Prospect Avenue, San Francisco
Shattuck Avenue, Berkeley & Catalina Avenue, Albany
Valencia Street, San Francisco
These are the offices of the amazing therapists I had the chance to work with in the Bay Area. My first therapy experience in San Francisco was being in a Radical Therapy problem-solving group run out of a home office space in Bernal Heights. This was a great group of women and a powerful approach - you can read more about it here.
The second and third shots are the former office spaces (first one was above the North Berkeley Post Office and the second was a space rented in a church off of Solano Avenue) of the therapist I worked with for over a decade who expertly held space for me and guided me through intense growing pains and evolution. She introduced me to: the brilliant practices of Nonviolent Communication and EMDR (Eye-Movement Desensitization and Reprocessing) among many other healing modalities and she continually and gracefully pointed me back to my own inner wisdom and intuition.
The fourth image is the office of a wonderful Gestalt and Jungian-based couple's therapist who I saw with one of my partners. This office is on Valencia Street in San Francisco, above the Scarlet Sage, a lovely herb shop that was hard not to wander into after therapy sessions. Among many other things, she taught us Dan Siegel's concept of the Window of Tolerance, and Stan Tatkin's concept of the couple bubble.
Lake Merritt, Oakland
Having lived a block away from this beautiful gem of Oakland for 11 years (and near it for several more,) I don't think I could calculate how many times I have walked the 3.4 miles around its perimeter or simply sat outside on its shore. An evening walk under its strands of glowing white lights always felt a bit magical. When I first moved to Oakland, I would dorkily wear a big fanny pack to walk around the lake, knowing that I would hardly run into any people there and certainly no one I knew... in recent years, it has become a true community hub (and thankfully, fanny packs came back into style so it all worked out ;) The path around - and the feeling of being near - this small body of water is etched on my insides... it's a little piece of home to me and I suspect this will remain the case for the rest of my days.
I took at least a dozen more photos than what I've included here - photos of other homes I lived in or shared with partners in San Francisco and Oakland, vegan restaurants I frequented such as Herbivore in SF and Berkeley, workplaces throughout the Bay Area, and other walking and hiking spots such as the Alameda shoreline, but the places featured here rose to the top as a priority for me to share.
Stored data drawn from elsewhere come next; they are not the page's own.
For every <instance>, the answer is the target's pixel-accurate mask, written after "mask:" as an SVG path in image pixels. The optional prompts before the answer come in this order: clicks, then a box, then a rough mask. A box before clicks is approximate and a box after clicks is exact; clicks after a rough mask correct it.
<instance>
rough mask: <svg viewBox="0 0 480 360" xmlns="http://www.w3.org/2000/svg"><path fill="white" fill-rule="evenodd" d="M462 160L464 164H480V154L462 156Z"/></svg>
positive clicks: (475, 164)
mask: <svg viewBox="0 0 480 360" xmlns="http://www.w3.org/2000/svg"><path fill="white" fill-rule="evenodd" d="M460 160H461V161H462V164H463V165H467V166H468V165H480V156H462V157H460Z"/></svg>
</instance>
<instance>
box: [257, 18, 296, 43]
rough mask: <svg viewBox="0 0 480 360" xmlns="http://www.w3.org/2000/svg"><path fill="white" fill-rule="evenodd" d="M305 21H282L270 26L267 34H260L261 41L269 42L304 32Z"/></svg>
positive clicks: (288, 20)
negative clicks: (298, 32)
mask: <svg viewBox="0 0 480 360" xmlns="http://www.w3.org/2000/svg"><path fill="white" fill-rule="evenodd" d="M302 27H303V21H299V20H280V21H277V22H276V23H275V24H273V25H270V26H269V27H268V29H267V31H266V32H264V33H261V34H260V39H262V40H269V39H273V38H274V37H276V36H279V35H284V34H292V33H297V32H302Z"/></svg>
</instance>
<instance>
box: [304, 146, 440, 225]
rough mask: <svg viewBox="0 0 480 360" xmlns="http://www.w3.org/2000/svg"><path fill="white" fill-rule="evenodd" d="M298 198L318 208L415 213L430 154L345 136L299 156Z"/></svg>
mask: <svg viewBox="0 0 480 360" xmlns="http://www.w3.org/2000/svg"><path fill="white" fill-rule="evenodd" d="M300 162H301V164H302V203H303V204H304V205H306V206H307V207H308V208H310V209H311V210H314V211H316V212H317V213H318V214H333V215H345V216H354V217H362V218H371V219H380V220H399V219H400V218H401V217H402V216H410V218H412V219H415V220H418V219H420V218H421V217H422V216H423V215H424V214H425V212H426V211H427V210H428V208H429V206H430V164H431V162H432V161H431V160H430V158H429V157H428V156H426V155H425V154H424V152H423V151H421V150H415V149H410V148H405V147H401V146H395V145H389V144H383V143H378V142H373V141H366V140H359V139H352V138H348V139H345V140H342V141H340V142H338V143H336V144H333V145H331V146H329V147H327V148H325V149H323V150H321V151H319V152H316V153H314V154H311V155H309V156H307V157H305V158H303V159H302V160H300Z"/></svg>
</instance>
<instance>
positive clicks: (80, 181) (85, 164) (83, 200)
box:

And in this process, I noticed what nourished me most throughout these years: beauty and nature; healing and growth; connection with loved ones; creative expression; being in service to others; continuous education and learning, and spiritual engagement. I'm grateful for the opportunity to have lived some of my most formative and meaningful years in these beautiful spaces and to close out this chapter of my life by reflecting, honoring, and appreciating them.